8thWith Chicago winning 12–8 over Detroit, the team concludes an extraordinarily successful series. Chicago outscores their opponent in the 4-game series by a combined score of 65–16.
At Philadelphia, New York scores 13 runs in the 3rd inning to coast to a 16–6 win over the Phils. The game is called after 8 innings because of darkness as “the baby actions in the box” (NY Times) by the Phillie pitchers delays the game.
10th Chicago loses to Boston 4–2, breaking its 11-game winning streak, the longest of the season.
Cincinnati slugger John Reilly hits two homers, a club first, in a 12-6 win at Bank Street Grounds. Both homers are inside-the-park.
11th Boston scores 2 runs in the top of the 9th to top Chicago 3–2, taking over the first place. Boston will not relinquish the lead for the remainder of the season.
12th At a meeting in Pittsburgh, the Union Association is formed. The UA states its intention to ignore the reserve rule.
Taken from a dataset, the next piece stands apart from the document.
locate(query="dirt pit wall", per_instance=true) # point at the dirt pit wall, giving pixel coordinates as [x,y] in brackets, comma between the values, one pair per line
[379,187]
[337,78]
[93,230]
Cincinnati (AA) mauls Allegheny 27–5 collecting a club-record 33 hits. Warren “Hick” Carpenter and “Long John” Reilly each get 6 hits, while Reilly scores 6 runs and hits for the cycle. Charley Jones has 5 hits for the Reds. The 17 hits by three players sets a record, tied in 1897.
13th Hugh “One-Arm” Daily of Cleveland (NL) pitches a no-hitter, defeating host Philadelphia 1–0. Daily was on the short end of a no-hitter on July 25. Daily fans 2 and walks 3. An account of the game says that the ground at Recreation Park was in a “wretchedly soggy condition and this soon made the ball so mushy it was impossible to hit it effectively.”
At Recreation Park in Columbus, Ohio, The Athletics’ Jud Birchall hits a leadoff inside-the-park home run—his lone career homer—off Frank Mountain of Columbus as the A’s win, 11-5. The Athletics lead the AA by 3 1/2 games over the Browns, 3-0 losers to the Orioles.
15th Philadelphia features an all-Yale battery as Al Hubbard catches Jack Jones, teammates on the Eli intercollegiate championship team, at Cincinnati. The Reds flunk Jones, beating him, 11–0, the A’s worst loss of the year. This was Hubbard’s 2ndand final game in the ML; he debuted two days ago in Columbus under the name Al West.
18th Before the start of the Reds-Philadelphia game in Cincinnati, a wedding takes place at home plate. Assistant groundskeeper Louis Can marries Rosie Smith. The Reds collect $60 in cash and the visiting Athletics chip in with another $40. The novelty of the wedding attracts a crowd of 2,201, the highest Monday crowd of the year, who see the Athletics edge the Reds, 13–12.
19th For the second time in a week, Cincinnati 1B Long John Reilly hits for the cycle, turning the trick against Philadelphia’s George Bradley in a 12-3 win. Bradley gave up baseball’s first cycle, in 1882, to Buffalo’s Foley.
25th The Union League, later known as the Eastern League, is officially formed in New York.
26thThe St. Louis Browns (AA) stomp on the Alleghenies, winning 20-3, and pinning to losing on Jack Neagle. Neagle finishes the year at 5-23, pitching for three teams. His 3-12 record for Pittsburgh will earn him another year, and he will go 11-26 in 1884.
27th Boston officially clinches the NL title, beating Cleveland, 4–1.
28th After losing 2 straight games to the Eclipse, the Athletics rally in the bottom of the 10th inning, 7–6, to clinch the AA championship.